Harold e Billy sembrano palestre per l’esercizio del distacco ironico: la ricerca del padre di Melvin si rivela del tutto priva di pathos, e lo stesso vale per la scoperta dell’attività di famiglia (una florida ed efficiente azienda che si occupa di omicidi) da parte di Billy. È innegabile che ci sia una certa comprensione, addirittura una simpatia, ma quello che einzlkind trasmette è un senso di generica accettazione sfumato da benevolenza: l’intimo sentire di Harold e di Billy ci viene negato (per quanto Billy sembri sceglierci come interlocutori privilegiati, ma è pura illusione), facendoci rientrare nel novero di quei personaggi che per puro caso vengono a contatto con loro e poi spariscono.

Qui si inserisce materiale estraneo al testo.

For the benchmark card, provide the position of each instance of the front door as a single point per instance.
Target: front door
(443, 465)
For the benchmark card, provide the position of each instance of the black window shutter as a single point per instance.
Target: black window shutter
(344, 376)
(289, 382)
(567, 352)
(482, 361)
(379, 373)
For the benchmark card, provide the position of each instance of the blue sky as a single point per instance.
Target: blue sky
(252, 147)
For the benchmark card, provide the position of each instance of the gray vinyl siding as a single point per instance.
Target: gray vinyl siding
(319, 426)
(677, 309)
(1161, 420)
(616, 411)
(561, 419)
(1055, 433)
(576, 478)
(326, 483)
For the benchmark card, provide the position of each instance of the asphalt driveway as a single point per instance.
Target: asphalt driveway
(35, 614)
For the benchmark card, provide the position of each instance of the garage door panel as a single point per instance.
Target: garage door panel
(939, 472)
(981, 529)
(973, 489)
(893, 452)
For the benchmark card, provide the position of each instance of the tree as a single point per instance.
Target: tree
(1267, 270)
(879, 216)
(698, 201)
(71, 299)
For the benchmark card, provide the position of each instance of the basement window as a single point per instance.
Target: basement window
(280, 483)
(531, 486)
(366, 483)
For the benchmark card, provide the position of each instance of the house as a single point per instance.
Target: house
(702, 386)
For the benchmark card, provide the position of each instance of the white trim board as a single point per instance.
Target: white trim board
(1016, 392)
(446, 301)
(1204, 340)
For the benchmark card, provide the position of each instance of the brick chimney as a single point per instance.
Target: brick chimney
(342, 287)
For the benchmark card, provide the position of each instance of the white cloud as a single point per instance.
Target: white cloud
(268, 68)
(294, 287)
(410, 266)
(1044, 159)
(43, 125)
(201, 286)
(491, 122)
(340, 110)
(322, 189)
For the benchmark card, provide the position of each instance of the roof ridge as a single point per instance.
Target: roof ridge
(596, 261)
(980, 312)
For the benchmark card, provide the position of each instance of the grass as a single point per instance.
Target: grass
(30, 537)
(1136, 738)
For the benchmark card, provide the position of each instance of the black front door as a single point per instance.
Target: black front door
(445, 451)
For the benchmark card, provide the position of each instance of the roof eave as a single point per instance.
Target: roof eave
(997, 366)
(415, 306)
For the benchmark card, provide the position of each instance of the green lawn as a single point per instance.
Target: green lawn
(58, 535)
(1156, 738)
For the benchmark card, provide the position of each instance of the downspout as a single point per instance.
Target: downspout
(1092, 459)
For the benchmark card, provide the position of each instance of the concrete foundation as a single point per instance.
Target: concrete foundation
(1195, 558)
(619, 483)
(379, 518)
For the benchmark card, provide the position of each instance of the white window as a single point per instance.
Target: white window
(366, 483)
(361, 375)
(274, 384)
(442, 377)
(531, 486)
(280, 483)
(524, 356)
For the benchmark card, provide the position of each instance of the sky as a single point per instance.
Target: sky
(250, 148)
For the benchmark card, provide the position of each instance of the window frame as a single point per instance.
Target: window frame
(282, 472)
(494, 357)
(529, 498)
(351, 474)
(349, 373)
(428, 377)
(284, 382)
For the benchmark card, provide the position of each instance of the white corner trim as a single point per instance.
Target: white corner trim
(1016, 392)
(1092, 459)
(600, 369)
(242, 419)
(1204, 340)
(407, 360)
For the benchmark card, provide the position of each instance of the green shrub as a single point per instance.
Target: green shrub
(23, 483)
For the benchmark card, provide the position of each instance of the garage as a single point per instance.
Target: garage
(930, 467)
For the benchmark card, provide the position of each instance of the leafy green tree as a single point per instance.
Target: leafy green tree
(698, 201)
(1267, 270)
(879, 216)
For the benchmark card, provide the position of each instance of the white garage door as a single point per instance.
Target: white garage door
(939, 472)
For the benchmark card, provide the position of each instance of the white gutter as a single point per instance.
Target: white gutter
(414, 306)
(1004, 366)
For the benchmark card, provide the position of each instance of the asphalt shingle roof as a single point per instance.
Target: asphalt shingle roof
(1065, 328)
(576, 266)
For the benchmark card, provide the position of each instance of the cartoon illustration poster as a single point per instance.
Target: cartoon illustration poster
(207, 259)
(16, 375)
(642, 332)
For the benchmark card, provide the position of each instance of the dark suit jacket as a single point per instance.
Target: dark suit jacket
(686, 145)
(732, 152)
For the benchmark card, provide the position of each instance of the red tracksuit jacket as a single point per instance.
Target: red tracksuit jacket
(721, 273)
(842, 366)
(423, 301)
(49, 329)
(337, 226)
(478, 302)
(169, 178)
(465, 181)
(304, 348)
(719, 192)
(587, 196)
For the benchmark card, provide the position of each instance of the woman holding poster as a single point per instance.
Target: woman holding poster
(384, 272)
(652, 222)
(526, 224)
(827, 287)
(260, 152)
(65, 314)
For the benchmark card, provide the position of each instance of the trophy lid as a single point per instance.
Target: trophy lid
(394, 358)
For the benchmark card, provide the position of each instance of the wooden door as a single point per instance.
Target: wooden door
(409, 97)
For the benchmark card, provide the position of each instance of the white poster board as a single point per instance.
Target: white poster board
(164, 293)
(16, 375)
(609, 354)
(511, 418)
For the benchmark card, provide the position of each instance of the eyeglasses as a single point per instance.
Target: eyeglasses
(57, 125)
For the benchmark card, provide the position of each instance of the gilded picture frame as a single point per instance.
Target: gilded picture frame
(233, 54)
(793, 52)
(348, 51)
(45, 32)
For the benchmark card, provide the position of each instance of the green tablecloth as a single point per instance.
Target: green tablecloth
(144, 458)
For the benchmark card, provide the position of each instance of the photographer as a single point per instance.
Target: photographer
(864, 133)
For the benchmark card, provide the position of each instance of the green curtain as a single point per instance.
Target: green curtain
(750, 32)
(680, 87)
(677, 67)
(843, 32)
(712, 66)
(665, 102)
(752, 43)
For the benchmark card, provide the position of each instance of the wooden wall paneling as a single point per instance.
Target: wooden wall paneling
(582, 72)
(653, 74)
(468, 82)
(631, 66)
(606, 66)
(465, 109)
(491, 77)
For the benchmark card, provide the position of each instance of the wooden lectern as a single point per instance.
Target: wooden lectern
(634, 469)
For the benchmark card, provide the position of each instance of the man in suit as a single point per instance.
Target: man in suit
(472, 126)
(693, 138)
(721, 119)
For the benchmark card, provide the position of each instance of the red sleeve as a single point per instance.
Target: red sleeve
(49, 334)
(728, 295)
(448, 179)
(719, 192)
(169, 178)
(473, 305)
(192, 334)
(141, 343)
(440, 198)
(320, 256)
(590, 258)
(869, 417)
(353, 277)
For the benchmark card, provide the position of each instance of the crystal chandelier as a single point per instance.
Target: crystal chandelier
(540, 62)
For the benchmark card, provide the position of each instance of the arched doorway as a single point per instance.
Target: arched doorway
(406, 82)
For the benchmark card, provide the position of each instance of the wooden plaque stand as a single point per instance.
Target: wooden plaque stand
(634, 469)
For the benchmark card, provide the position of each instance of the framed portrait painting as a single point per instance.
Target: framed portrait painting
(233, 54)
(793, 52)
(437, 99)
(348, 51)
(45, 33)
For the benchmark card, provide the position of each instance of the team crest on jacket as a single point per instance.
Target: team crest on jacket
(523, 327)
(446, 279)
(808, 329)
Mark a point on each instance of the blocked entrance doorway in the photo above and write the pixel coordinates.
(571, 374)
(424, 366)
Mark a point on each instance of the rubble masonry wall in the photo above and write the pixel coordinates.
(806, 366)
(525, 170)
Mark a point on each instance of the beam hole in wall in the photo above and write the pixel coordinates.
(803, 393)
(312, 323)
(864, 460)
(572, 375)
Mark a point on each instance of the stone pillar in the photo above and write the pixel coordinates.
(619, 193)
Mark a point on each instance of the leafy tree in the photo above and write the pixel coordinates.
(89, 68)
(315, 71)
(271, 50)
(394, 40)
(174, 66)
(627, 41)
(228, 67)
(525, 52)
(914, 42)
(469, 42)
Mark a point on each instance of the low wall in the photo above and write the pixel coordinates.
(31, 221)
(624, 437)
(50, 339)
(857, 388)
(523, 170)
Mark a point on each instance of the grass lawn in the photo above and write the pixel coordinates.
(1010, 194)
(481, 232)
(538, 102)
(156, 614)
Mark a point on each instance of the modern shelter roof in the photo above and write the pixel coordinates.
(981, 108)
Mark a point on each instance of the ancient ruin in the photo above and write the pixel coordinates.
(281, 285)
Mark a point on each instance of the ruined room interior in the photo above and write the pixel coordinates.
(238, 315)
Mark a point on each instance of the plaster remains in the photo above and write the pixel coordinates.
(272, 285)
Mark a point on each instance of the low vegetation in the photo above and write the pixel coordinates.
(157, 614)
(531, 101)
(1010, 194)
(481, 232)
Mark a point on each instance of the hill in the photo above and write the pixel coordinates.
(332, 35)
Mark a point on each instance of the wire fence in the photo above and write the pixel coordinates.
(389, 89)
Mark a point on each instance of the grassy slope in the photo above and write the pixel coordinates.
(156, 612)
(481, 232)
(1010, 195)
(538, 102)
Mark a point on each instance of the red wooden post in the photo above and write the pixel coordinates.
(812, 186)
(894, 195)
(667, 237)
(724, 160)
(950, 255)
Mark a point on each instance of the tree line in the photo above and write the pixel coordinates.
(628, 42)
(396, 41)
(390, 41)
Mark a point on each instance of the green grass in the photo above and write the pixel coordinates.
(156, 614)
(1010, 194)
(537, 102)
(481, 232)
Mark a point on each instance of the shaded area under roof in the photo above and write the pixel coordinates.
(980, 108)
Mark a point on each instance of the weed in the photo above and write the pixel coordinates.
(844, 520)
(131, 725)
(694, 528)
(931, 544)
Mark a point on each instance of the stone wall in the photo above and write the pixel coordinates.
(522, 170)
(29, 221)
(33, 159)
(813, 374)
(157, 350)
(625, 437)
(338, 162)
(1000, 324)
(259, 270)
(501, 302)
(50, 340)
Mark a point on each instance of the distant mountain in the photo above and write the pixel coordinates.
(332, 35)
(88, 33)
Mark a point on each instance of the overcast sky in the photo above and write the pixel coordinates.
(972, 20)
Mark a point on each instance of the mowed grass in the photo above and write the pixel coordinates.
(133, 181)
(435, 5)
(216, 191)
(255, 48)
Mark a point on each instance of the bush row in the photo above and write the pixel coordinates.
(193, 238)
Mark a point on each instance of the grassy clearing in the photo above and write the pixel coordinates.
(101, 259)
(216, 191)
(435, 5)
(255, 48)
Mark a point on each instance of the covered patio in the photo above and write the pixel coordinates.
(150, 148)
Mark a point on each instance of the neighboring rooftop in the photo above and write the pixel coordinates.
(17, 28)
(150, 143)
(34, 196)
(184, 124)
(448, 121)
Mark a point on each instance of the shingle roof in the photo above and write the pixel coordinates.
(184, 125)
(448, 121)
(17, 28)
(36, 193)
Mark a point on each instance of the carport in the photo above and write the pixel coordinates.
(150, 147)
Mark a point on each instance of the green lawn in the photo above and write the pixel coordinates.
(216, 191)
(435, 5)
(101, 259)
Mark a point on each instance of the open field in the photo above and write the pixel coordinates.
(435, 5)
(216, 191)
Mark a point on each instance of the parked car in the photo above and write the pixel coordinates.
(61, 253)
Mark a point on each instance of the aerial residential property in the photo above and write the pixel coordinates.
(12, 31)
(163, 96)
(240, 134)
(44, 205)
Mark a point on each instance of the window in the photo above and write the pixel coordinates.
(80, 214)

Un incarico costa centocinquantamila sterline. Accettiamo due incarichi all’anno. Non ci occupiamo di assassini che abbiano ucciso per motivi passionali o per sbaglio. Può capitare. Ci occupiamo solo di criminali, per lo più pluriomicidi, che uccidono con premeditazione. Non ha niente a che vedere con l’onore o la morale. Noi non siamo i buoni. Non ci verrebbe mai in mente una cosa del genere. È solo questione di logica. Ciò che conta è il guadagno. E la coerenza.
(Billy, p. 177)
C’è un senso d’imperturbabilità, in einzlkind, che resta anche a libro chiuso, la consapevolezza dell’esercizio del proprio vedere e del controllo del proprio sentire a prescindere dalle circostanze. La situazione stramba si svolge con scorrevole naturalezza, forse perché inquadrata da un punto di vista altrettanto strambo: un individualismo che non si sfoga nell’azione, ma nell’affrontare le cose con umorismo e con filosofia, forti di uno scetticismo e di un senso di provvisorietà confortante e leggero.
einzlkind
Harold (2010)
Trad. it. di Franco Filice
Roma, nottetempo, 2012
pp. 279
Billy (2015)
Trad. it. di Franco Filice
Roma, nottetempo 2017
pp. 259
[i] Per maggiori informazioni sul progetto einzlkind si può consultare il sito www.einzlkind.com, che è davvero interessante. Aldilà dei video su Billy e sul suo viaggio e sull’Elvis che campeggia nella copertina che qui viene eletto a protagonista, è proprio il concetto di identità autoriale come sguardo personale e curioso che si rivela affascinante. Sembra quasi che la perdita dell’identità sia di fatto una liberazione creativa e artistica, un atteggiamento che invita a prendersi meno sul serio e a divertirsi di più, in un arricchimento reciproco con le vicende raccontate nei due romanzi.